Hoon School Lesson 1

It's important to get to writing code fast. Open a fakeship Dojo, type

%- add [5 6]

and press Return. (Note that there are two spaces between some components, and that if you attempt to write without both spaces, the Dojo prompt will not let you type.)

The operation you just completed is straightforward enough: 5 + 6, in many languages, or (+ 5 6) in a Lisp like Clojure. If we want to know why things look the way they do in Hoon, we need to step back to talk about why the system needs the Hoon representation at all.

Why Hoon?

The Urbit operating system hews to a conceptual model wherein each expression takes place in a certain context (the “subject”). While sharing a lot of practicality with other programming paradigms and platforms, Urbit's model is mathematically well-defined and unambiguously specified.

At its root, Urbit is completely specified by Nock, sort of a machine language for the Urbit virtual machine layer and event log. However, Nock code is basically unreadable (and unwriteable) for a human. One worked example yields, for decrementing a value by one, the Nock formula:

[8 [1 0] 8 [1 6 [5 [0 7] 4 0 6] [0 6] 9 2 [0 2] [4 0 6] 0 7] 9 2 0 1]

This is like reading binary machine code: perhaps a silicon engineer needs to know this, but we mortals need a clearer vernacular.

Hoon serves as Urbit's practical programming language. Everything in Urbit OS is written in Hoon, and many of the ancillary tools as well.

Any operation in Urbit ultimately results in a value. Much like machine language designates any value as a command, an address, or a number, a Hoon value is interpreted per the Nock rules and results in a basic data value at the end. So what are our data values in Hoon? How does it work?

[Ted Blackman ~rovnys-ricfer

, “Why Hoon?”](Why Hoon? • Blog • urbit.org)

Nouns and Verbs

Think about a child persistently asking you what a thing is made of. At first, you may respond, "plastic", or "metal". Eventually, the child may wear you down to a more fundamental level: atoms and molecules.
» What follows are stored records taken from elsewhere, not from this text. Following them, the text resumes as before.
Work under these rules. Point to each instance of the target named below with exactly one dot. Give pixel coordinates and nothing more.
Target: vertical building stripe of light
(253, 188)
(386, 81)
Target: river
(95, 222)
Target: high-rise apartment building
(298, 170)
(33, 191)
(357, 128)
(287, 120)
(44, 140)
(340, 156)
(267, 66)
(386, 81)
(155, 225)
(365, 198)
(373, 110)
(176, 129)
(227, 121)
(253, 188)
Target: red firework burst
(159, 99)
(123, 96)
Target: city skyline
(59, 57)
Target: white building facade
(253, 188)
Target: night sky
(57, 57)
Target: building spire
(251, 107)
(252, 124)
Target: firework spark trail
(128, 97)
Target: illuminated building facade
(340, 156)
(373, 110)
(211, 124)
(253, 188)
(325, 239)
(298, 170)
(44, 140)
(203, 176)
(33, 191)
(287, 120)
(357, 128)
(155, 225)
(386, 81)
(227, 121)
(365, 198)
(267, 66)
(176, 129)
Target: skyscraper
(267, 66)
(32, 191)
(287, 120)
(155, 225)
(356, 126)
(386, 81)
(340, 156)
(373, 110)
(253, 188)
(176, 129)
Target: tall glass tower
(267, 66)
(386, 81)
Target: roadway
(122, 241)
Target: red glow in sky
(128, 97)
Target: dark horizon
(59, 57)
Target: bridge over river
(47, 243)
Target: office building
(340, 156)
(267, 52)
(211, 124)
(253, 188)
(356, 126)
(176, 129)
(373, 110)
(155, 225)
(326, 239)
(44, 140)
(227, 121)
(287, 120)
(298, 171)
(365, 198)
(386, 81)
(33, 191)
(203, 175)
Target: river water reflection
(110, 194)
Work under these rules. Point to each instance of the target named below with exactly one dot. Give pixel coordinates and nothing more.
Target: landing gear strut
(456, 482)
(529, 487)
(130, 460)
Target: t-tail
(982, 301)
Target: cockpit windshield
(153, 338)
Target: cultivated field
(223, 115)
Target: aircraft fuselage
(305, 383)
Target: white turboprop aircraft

In a very similar sense, everything in a Hoon program is an atom or a molecule. A Hoon program is a complex molecule, a digital chemistry that describes one mathematical representation of data caught in a crystal.

The most general data category in Hoon is a noun. This is just about as broad as saying “thing”, so let's be more specific:

A noun is an atom or a cell.

Progress? We can say, in plain English, that

An atom is a nonzero integer number (0–∞).
A cell is a pair of two nouns. (In our chemical metaphor, a cell is a molecule!)

Everything in Hoon (and Nock, and Urbit) is a noun. The Urbit OS itself is a noun. So given any noun, the Urbit VM simply applies the Nock rules to change the noun in well-defined mechanical ways.

Back to the Dojo! Enter both of the following:

729 [1 2]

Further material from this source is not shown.